# Dell XPS or Sony Vaio?



## amrawtanshx (Dec 31, 2010)

I am buying a new laptop now, since my 3 year old HP laptop is sure to die soon.
I had shortlisted few models and these were :

1. HP dv6 3049  (i5,4GB DDR3, 640GB, 1GB ATi 5650) ----  52k
2. Sony Vaio VPCEA36FG (i5,4GB DDR3, 500GB, 1GB ATi 5650)--- 57k
3. Dell XPS 15 (i7, 4GB DDR3, 500GB, 2GB GT 435m) ---  64k

I wont buy HP now since it has some heating issues.
I am somewhat confused between XPS and Vaio.
My primary usage will be gaming, programming, some AutoCAD, ProE.

Question1: Is nVidia GT 435m good ?(Does it fit into mid-range GPU?)
Question2: I am inclined towards XPS because of i7. So will the jump from i5 to i7 be visible?
(i5 + 1GB ATi 5650) and (i7 + 2GB GT 435M ). Which is better ?  

Suggestions will be welcome


----------



## NainO (Jan 1, 2011)

Answer 1- Yes it is a mid range card and significantly better than sony vaio's counterpart 

Answer 2 - Core i7 is better than i5 in both single threaded and multi threaded operations.

So, core i7 + 2GB 435 > core i5 + 5650


----------



## amrawtanshx (Jan 2, 2011)

Well I know that the Dell combo is superior but does the heat produced hamper gaming?
And can I play at longer stretches on XPS without getting any bluescreen or system shutdown due to overheating?


----------



## aytus (Jan 2, 2011)

Lemme add to ur confusion. I know u said u wont use HP ,, but still atleast consider Envy 14. Worth a look if you like macbook pro's. And nice built quality. Additionally consider buying 8 gigs of ram if u go for dell config. Although for your programming and CADD needs anything above a C2D will suffice.
my suggestion .. if you want performance and cheap.. dell xps
if you want looks and reaDY to compromise a little on performance (rupee to rupee comparison) go for Envy. there is literally no other option to consider.


----------



## rahul_c (Jan 2, 2011)

^What is the price of Envy in India?


----------



## amrawtanshx (Jan 2, 2011)

I did consider Envy 17 for a small bit of time. But when I came to know that the entry level model of Envy is somewhere near 65k, I was sure than Envy 17 would cost me a bomb. Hence dropped the idea.


----------



## ashu888ashu888 (Jan 3, 2011)

if u opt for gaming, then look no further than the DELL XPS with core i7 

get a decent laptop cooling pad, say of Belkin wich will cost u 1K and u will be good with it, 
(I personally hv a SONY VAIO, core i3-330M,4GB RAM,500GB HDD, ATi 5650 (1GB) GPU, wen i purchased my VAIO in march 2010 as soon as it was launched, it was the best it its class both config vs price ratio , costed me 49K)

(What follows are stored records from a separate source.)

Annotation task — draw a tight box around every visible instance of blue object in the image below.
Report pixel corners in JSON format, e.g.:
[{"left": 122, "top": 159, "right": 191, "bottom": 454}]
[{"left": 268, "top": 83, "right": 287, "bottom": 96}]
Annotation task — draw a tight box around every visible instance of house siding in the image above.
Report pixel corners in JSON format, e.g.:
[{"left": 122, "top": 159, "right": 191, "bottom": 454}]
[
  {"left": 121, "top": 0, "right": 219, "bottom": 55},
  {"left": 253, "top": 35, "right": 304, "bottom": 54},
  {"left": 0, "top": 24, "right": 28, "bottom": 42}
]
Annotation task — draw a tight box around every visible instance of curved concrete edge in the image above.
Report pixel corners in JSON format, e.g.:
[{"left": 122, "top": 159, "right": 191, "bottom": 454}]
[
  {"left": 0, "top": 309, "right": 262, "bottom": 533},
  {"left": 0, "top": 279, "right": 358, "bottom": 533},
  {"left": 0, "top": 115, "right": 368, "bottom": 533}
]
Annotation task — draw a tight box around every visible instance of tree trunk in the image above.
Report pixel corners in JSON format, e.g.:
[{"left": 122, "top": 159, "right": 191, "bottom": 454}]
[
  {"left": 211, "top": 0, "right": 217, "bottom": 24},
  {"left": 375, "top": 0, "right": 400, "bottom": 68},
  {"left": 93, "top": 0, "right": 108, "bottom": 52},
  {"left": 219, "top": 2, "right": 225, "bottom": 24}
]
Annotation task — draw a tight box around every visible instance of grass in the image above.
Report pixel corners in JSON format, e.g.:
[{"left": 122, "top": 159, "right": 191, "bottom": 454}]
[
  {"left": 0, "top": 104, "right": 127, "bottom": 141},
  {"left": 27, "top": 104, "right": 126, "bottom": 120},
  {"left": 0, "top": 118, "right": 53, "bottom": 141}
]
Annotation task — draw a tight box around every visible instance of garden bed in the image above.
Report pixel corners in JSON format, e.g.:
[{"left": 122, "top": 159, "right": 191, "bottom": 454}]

but then DELL has come up with their core i5,i7 based laptops, so its a good choice.. 


btw, PLEASE, do not expect to hv good battery back-up time while playing on DELL or any gaming lappy for tat matter as it will consume lots of power, so play it wen u are plugged in to  apower source.. 
----------------

CHeers n e-peace....


----------



## Akshay (Jan 5, 2011)

Sony Vaio laptops have notorious problem of overheating. I have been using it with cooling pad from Belkin (available at Croma for 1.8k with 4 USB ports) but still the laptop runs hot.

I believe Dell does a better job at keeping their products cool than Sony


----------



## ashu888ashu888 (Jan 5, 2011)

^^

well, getting close to a year with my SONY VAIO E-series and i find no such problems.. neways, it depends on the various models from the same company as well...


----------



## amrawtanshx (Jan 6, 2011)

Finally bought Dell XPS 15 for 64k.
Thanks for your suggestions and replies.


----------



## satyamy (Jan 6, 2011)

amrawtanshx said:


> Finally bought Dell XPS 15 for 64k.
> Thanks for your suggestions and replies.



Good Choice & Congrats..........


----------



## ashu888ashu888 (Jan 7, 2011)

congrats, sum pics wud be good.. plz..


----------